Each player is backed by a body of atoms under the hood, which are already accumulating damage:
I made a shiny new health component (in the ECS sense), and now all damage to bodies of atoms get transferred to the matching health component.
That ticks off the most important feature request so far:
The health bars on screen are a bit busy visually so I probably won't go that way long term (e.g. Magicka, Noita and Wizard of Legend all do floating damage numbers), but health bars were easy to implement for now.
A Deadly Foe
With health bars and sprite drawing implemented, I added a deadly foe:
Only the actual target portion of the target (i.e. not my hastily-drawn hay bale) can be hit with spells, as that's the only portion that's actually backed by atoms. 2
Collisions
Both players and enemies are backed by "kinematic" moving bodies - which is to say, the rigid body physics engine doesn't control them directly, and it's up to me to move them.
That also means that if a player runs into an enemy, nothing happens - they can't move through each other, but they also don't push each other away, so it just feels like you get stuck.

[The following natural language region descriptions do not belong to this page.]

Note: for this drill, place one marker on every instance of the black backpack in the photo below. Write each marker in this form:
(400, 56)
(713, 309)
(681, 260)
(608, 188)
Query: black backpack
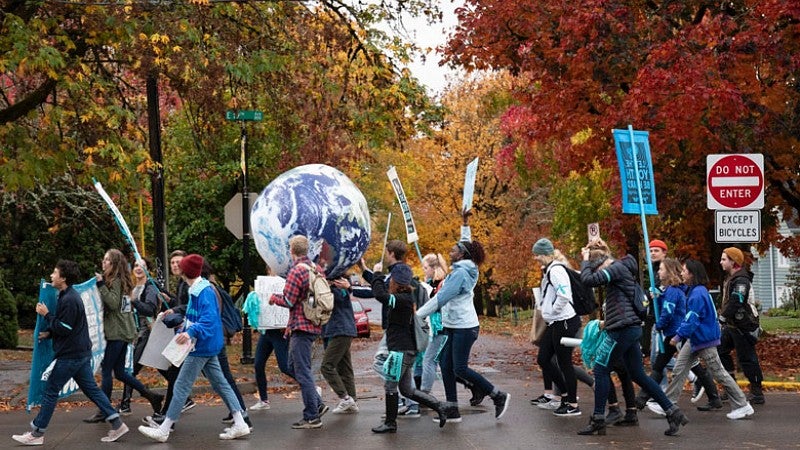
(420, 294)
(230, 315)
(640, 302)
(582, 296)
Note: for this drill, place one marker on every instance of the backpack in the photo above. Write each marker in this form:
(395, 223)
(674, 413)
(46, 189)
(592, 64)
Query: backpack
(230, 314)
(420, 294)
(640, 302)
(318, 306)
(582, 296)
(745, 317)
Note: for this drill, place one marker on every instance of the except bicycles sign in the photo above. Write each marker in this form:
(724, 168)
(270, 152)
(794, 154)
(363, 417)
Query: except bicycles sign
(735, 181)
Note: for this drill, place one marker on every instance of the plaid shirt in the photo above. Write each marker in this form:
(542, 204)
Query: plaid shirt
(294, 294)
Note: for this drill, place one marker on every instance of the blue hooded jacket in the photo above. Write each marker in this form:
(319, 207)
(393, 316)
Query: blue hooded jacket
(205, 324)
(700, 325)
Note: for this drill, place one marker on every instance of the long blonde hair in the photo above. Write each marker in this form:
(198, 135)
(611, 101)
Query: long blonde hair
(437, 262)
(119, 270)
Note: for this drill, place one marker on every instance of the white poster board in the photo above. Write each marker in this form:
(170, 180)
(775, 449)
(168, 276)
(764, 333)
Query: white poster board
(270, 316)
(160, 337)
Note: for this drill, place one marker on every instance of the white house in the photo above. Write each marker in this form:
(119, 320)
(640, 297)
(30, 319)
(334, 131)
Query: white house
(771, 269)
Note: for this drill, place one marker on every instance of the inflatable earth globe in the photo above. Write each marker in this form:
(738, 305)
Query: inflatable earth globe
(320, 203)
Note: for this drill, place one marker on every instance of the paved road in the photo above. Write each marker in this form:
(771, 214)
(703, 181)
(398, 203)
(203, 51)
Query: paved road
(502, 360)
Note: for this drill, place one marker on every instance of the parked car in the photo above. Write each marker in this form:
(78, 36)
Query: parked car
(362, 320)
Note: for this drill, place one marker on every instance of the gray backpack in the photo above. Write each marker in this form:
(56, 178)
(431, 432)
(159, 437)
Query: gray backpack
(318, 306)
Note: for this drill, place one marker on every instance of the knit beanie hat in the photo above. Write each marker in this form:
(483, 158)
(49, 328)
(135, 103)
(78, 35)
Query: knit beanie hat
(401, 274)
(735, 255)
(658, 243)
(543, 247)
(191, 265)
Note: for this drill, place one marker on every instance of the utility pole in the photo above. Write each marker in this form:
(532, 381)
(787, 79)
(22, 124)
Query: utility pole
(157, 180)
(242, 117)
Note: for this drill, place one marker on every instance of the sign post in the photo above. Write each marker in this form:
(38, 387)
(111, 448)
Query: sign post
(736, 192)
(735, 181)
(242, 117)
(636, 171)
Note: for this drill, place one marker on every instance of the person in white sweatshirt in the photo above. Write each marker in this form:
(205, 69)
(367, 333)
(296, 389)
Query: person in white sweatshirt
(555, 305)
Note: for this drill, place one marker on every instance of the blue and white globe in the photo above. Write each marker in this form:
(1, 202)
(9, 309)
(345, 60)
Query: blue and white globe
(316, 201)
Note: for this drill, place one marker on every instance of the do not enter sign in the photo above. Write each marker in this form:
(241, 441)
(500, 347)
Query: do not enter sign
(735, 181)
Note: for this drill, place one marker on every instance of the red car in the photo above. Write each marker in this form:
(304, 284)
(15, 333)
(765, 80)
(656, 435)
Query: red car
(362, 320)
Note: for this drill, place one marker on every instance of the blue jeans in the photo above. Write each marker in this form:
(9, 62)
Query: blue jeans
(300, 344)
(114, 360)
(628, 350)
(733, 338)
(269, 341)
(454, 362)
(222, 357)
(429, 362)
(80, 370)
(190, 370)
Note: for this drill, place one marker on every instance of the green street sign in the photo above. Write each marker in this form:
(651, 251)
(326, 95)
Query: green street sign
(256, 116)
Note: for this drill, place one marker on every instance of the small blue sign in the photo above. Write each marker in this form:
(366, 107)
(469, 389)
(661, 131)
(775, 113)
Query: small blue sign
(635, 167)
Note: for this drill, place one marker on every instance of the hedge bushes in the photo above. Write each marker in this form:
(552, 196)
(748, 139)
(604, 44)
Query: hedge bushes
(8, 318)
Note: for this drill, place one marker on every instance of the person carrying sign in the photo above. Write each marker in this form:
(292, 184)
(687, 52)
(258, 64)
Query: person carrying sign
(72, 347)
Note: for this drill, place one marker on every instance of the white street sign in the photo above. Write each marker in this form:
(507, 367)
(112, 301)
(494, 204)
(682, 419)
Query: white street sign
(737, 226)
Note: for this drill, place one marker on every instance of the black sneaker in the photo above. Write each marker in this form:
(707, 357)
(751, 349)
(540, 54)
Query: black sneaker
(96, 418)
(188, 405)
(411, 413)
(540, 400)
(710, 406)
(452, 413)
(477, 396)
(307, 424)
(501, 403)
(567, 410)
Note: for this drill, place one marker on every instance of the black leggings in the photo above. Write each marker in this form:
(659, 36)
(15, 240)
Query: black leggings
(563, 374)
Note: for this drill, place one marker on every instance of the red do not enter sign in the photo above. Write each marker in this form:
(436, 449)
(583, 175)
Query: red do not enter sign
(735, 181)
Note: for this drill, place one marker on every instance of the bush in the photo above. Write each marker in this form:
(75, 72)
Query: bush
(8, 319)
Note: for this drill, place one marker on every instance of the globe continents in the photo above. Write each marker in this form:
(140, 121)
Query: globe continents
(316, 201)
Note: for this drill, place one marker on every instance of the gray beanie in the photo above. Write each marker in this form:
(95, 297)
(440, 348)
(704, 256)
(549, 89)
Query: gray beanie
(543, 247)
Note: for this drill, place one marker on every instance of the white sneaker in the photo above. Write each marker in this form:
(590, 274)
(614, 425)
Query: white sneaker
(28, 439)
(113, 435)
(741, 413)
(345, 406)
(154, 433)
(261, 405)
(234, 432)
(656, 408)
(552, 405)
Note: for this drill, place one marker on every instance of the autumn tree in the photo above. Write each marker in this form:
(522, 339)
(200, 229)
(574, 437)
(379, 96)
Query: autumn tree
(72, 97)
(702, 78)
(506, 215)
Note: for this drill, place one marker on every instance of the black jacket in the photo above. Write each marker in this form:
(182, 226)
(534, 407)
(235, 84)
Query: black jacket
(68, 327)
(399, 321)
(620, 279)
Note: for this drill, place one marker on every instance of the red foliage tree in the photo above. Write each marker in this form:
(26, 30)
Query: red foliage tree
(702, 78)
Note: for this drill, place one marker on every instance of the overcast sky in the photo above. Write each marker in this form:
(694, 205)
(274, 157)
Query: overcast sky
(433, 76)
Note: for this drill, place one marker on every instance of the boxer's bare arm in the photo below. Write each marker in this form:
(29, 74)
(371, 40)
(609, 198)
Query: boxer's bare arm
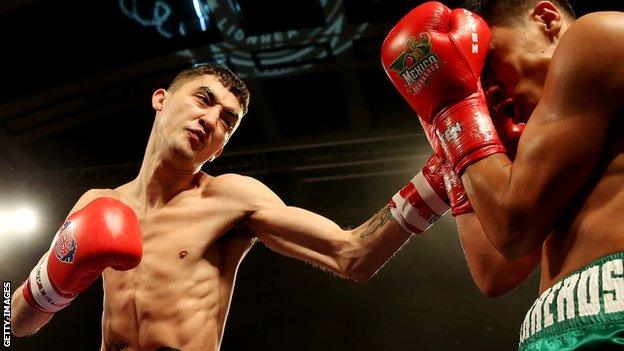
(356, 254)
(26, 320)
(493, 274)
(518, 203)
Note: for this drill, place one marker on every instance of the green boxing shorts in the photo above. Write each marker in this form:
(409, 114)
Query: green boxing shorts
(583, 311)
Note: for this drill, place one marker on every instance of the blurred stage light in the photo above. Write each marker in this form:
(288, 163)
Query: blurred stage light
(18, 221)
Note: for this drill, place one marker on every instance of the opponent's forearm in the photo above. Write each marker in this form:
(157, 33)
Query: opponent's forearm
(24, 319)
(493, 274)
(505, 213)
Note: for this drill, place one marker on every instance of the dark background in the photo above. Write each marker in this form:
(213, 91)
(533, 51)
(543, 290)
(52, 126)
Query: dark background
(326, 131)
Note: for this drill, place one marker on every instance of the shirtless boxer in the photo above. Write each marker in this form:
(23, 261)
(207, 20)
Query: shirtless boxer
(561, 198)
(195, 230)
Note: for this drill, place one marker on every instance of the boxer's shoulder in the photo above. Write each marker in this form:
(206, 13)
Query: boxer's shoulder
(588, 59)
(92, 194)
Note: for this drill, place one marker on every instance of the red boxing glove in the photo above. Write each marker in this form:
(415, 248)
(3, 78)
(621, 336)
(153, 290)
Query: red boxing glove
(423, 200)
(456, 192)
(105, 233)
(434, 57)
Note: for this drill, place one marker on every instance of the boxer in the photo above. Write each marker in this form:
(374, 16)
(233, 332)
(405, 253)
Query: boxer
(559, 197)
(177, 235)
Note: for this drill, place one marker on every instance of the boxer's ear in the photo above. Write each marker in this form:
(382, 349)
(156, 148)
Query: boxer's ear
(158, 97)
(549, 18)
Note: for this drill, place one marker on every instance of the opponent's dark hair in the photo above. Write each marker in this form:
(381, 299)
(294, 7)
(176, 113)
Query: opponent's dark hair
(226, 77)
(510, 12)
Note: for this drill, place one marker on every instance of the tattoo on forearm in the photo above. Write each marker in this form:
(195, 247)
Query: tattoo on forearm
(116, 345)
(377, 222)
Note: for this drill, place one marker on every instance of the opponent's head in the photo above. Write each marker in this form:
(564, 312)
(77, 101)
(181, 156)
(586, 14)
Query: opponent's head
(199, 111)
(524, 34)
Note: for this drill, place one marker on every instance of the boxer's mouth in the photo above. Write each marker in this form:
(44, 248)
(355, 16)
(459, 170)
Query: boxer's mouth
(200, 134)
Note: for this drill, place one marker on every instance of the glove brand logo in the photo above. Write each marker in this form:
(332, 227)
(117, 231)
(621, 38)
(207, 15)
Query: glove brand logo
(452, 132)
(65, 245)
(416, 64)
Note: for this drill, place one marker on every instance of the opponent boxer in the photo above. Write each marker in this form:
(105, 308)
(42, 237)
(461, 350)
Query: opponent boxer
(197, 228)
(561, 198)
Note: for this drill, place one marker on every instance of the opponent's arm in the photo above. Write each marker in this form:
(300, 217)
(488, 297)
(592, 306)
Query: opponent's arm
(493, 274)
(518, 203)
(98, 233)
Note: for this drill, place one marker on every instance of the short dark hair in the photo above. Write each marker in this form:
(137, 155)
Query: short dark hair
(226, 77)
(509, 12)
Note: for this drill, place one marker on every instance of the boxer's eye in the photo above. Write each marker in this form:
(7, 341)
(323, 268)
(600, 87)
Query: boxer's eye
(206, 99)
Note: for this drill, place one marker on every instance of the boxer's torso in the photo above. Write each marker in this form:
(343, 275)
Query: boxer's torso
(592, 225)
(179, 295)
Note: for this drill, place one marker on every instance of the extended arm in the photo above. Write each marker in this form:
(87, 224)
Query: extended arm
(356, 253)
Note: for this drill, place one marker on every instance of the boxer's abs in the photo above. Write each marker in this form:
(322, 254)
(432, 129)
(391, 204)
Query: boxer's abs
(175, 298)
(147, 309)
(593, 228)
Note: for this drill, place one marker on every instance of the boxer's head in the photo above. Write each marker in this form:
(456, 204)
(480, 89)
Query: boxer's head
(199, 111)
(524, 34)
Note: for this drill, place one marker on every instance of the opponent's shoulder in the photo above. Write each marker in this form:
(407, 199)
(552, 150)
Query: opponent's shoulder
(589, 55)
(595, 42)
(93, 194)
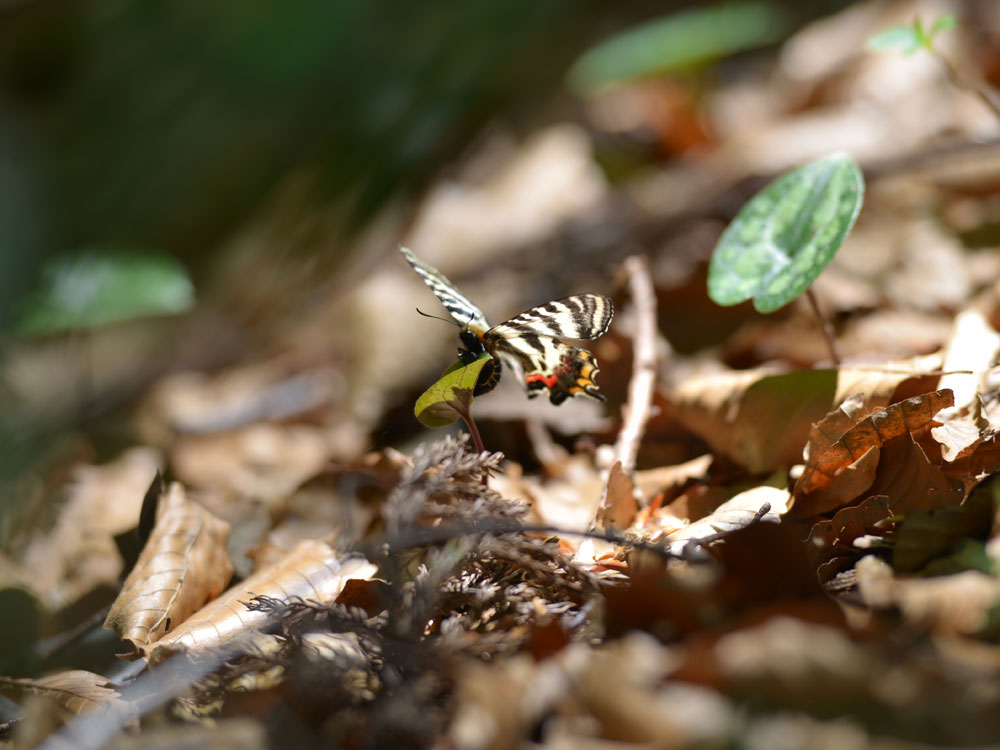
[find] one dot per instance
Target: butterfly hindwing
(456, 303)
(549, 363)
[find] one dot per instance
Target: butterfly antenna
(446, 320)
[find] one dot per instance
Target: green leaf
(679, 41)
(905, 39)
(450, 397)
(943, 23)
(786, 235)
(103, 285)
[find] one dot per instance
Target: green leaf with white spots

To fix that, I made players be able to run through/past enemies (and other players too, while I was at it) - I think that makes more sense than trying to work out whether enemies should push players or vice versa.
Target practice web build
Here, see whether you can actually hit some of the targets using your acid spell.
Reminder: press Q for acid lob and Left Shift for flame thrower (and see all controls by pressing F1).
Okay, Acid Lob's arc is a bit too high for actually hitting enemies easily (and/or the payoff for hitting an enemy is too low), but I'll tweak that at some point in the future.
Next up, we'll see if I can make some enemies move, and maybe even attack!
A proper implementation would also support culling (skipping sprites off-screen), draw batching (asking the graphics card to draw multiple instances of the same sprite), and texture atlases (copying sprite images into one image so draw batching can be used to draw different sprites). But if I'm going to use another engine for that stuff then hopefully that engine will take care of it!
In fact, if you look closely (and/or play with the F2 debug options), you can see the wood atoms peeking out from under the target portion.